26 October 2018
In August 2015, Mntundini Saphepha went to use the pit toilet at Kalalo Junior Secondary School in Elliotdale, Eastern Cape. The floor collapsed and he fell into a pool of mud and human waste.
Saphepha told his story in an affidavit to the Bhisho High Court during a hearing on Norms and Standards for school infrastructure in July this year. “I fell into a pool of mud and human waste up to my chest. It was so disgusting and there was even sanitary pads floating in the waste. I was drowning.”
It took Saphepha 25 minutes to free himself from the pit.
“I took off all my clothes and I poured water all over myself. I quickly called home and asked someone to bring me some clothes to change into.”
He called the school clerk who took a long pole to measure the depth of the pit. “It was about two metres deep.”
“I was scared to death when it was happening. I was in there for so long. I am so embarrassed by the whole thing.”
“I didn’t eat the whole day and half of the next day. I was so disgusted as I thought I might have digested some of the pool of mud and waste. I am now always anxious and nervous every time I have to use the bathroom.”
Saphepha said district officials had visited the school on 7 September 2015 and promised to build a new staff toilet.
New toilets were finally built in March 2017. The school now has four toilets: for boys, girls, people with disabilities, and staff.
When GroundUp visited the school this week, learners and staff said the new toilets were more hygienic and safer.
Grade 8 learner, Nosipho Mtsikini said, “The new toilets are clean and do not smell, we can also wash our hands in the sinks so that we will not get germs.”
School principal Matiti Sithembiso said, “These new toilets are safer than the previous toilets.

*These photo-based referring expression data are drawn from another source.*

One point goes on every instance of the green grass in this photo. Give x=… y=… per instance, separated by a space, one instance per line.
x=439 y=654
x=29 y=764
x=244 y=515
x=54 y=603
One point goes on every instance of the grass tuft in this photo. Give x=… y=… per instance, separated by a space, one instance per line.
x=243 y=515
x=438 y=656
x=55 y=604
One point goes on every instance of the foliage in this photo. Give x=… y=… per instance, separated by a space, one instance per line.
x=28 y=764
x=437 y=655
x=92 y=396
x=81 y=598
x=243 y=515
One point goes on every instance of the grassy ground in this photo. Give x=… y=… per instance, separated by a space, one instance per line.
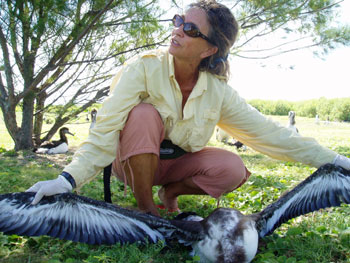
x=318 y=237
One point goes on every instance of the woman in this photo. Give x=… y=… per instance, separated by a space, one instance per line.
x=175 y=98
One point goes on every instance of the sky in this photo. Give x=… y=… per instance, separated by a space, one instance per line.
x=294 y=76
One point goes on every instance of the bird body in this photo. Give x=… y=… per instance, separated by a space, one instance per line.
x=291 y=124
x=93 y=118
x=226 y=235
x=56 y=146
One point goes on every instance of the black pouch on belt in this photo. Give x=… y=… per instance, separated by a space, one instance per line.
x=168 y=150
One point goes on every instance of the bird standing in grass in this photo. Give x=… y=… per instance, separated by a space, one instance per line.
x=225 y=236
x=57 y=146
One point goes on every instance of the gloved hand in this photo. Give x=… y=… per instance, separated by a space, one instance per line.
x=342 y=161
x=51 y=187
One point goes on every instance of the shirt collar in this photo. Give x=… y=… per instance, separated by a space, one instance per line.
x=202 y=82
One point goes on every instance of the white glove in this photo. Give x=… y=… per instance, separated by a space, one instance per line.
x=51 y=187
x=342 y=161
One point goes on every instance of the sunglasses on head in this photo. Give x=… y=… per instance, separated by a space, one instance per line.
x=189 y=29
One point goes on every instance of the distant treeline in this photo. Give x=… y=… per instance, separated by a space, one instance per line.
x=331 y=109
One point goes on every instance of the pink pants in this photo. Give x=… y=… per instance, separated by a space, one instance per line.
x=214 y=170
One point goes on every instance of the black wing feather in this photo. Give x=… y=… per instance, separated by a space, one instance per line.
x=77 y=218
x=328 y=186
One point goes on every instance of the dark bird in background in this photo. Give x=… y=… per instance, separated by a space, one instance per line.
x=53 y=147
x=224 y=137
x=291 y=124
x=226 y=235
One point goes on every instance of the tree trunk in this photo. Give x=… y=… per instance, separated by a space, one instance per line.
x=39 y=117
x=25 y=141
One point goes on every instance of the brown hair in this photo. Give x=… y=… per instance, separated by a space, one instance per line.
x=223 y=32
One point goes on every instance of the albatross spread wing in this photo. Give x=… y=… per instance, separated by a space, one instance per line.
x=77 y=218
x=328 y=186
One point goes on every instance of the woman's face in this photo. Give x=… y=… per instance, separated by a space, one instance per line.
x=191 y=49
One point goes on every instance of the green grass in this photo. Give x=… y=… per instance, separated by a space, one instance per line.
x=322 y=236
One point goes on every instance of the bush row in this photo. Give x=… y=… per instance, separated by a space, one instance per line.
x=326 y=109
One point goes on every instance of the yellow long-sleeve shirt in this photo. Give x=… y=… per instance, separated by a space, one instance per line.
x=150 y=78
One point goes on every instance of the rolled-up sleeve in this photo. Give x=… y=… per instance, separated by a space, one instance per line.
x=249 y=126
x=99 y=150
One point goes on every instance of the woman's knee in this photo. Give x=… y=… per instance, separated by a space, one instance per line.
x=144 y=112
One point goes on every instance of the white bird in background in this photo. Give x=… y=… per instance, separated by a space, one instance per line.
x=55 y=147
x=226 y=235
x=93 y=118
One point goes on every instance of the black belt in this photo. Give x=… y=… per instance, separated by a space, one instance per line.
x=168 y=150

There are slabs underneath to the toilet to support it from collapsing.
“We can rest assured that what happened to the caretaker in 2015 can never happen to anyone in this school again.”
But thousands of other South African schools still have unsafe pit toilets and though the judgment in the Bhisho High Court on 19 July compels the department to implement its Norms and Standards policy, the education department has decided to appeal the judgment.
In this week’s mini-budget, Finance Minister Tito Mboweni announced that in 2018/19 funding for sanitation projects in schools would be “reprioritised”. “Over the medium term,” he said, “government, donors and private sector companies will fund these projects and test new sanitation technology.”
He said R3.4 billion had been allocated to the education infrastructure grant for construction and maintenance of schools, including sanitation.
But Equal Education, which has been fighting for Norms and Standards, said the Minister’s speech did little to make the commitment to safer schools a reality.
“While he did not announce any further cuts to the education infrastructure grants, the R800 million that has been re-prioritised towards school infrastructure, provides little reprieve after the 2018 budget announced a R7 billion budget cut to infrastructure grants over three years,” Equal Education said in a statement after the budget.
“The irony of the Minister’s promise in the wake of the same government’s decision to appeal a court order compelling it to implement the Norms and Standards for School Infrastructure, also cannot be overstated.”